Tuesday, August 6, 2013

Kittens, Cats and the Commons

A few weeks ago, a cat and two half grown kittens showed up in a friend’s yard.   My friend doesn’t have pets and isn’t really an animal person.  I have sometimes teased her by saying it is her only major fault.  She called all the usual places that help you with feral cats and they were all swamped.  The municipal shelter said they had more kittens this year than any other time in their history.  Most places recommended trapping them, fixing them and then releasing them back to her yard.  A few people said you could try to tame them and find homes for them, but that would take a long time and is often impossible with truly feral cats.  My friend was open to trapping and fixing them, and marginally open to releasing them back into her yard.  

To make a long story, which is also not the point of this blog post, short:  we were able to trap the mother and one kitten. (The other kitten took off and remains quite wary).   I took them to a wonderful organization called “Fix Our Ferals” which runs a clinic devoted to spaying and neutering feral cats as well as giving them shots, fostering young kittens and the like.  I brought the kitten and the mother to my house to recover.  They hunkered down in their cages and hissed and spat when I put food in for them.  They ate voraciously but without any gratitude.   I knew the mother had to be released—she showed no signs of being tamed.  The kitten was another story.  He let me pat him and even let me hold him.  He wasn’t happy about it, but seemed to know I meant well.  Ultimately though, the time and effort it would take to tame him, even if that could be done, was more time than I, or the many people to whom I tried to give him, had.  After much thought, I released them both in my friend’s back yard.  We have continued to feed them. 

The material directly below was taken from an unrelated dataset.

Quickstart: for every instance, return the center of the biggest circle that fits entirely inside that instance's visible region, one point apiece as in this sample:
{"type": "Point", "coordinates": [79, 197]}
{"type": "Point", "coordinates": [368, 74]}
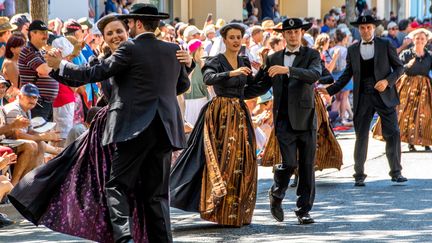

What I was struck by during this whole period of taming, trapping, neutering and releasing, was the fact that these cats will never understand what happened to them and, particularly, will never think that we did this for their own good and the common good.  To be sure, cats don’t think like that.  They are not regaling the other ferals with how they were betrayed by people who fed them, then kidnapped and tortured them, held them against their will and then, for some reason, let them go.   The mother is not bragging that she never gave in and never stopped hissing.  The kitten isn’t describing how he hoped he would be able to escape when I took him out of his cage, but the time was never right.

The point is how do we get the kind of distance we need to see the big picture of what is really the common good?  In a perfect world I suppose there would be no feral cats.  All cats, like all people, would live in loving homes.  But those of us who work for the common good must be realists, and we must not let the best be the enemy of the good.  If we wait for perfection we may not take the opportunity to do the little we can to make minor improvements.   A big danger is assuming that we see the big picture and not just a big version of our own biases.  There is no one answer to the question of what is the common good, but finding the answers must include conversation and discussion with a wide range of people who have a variety of viewpoints.  In the case of these cats, I talked to a range of people each firm in their opinions about what should happen, which ranged from euthanizing to releasing in a more wild place.  I read studies about feral cats and I discussed all of this with my longsuffering partner and several friends.   I don’t know if I made the absolutely right decision, but I feel confident I made the least wrong decision. 

But the bigger issue is that I had to challenge my assumptions and biases several times during this process, especially including the assumption that I would find the absolutely right decision, know it when I found it, and then make it.  Everyone, feline and human alike, would live happily ever after. That did not happen and probably rarely can.  The common good is a not a constant, but a constant search; a letting go of old ideas, of trying on new ones, and a willingness to live in uncertainty.  For “I’m right and full steam ahead” people like me, that is the bigger picture.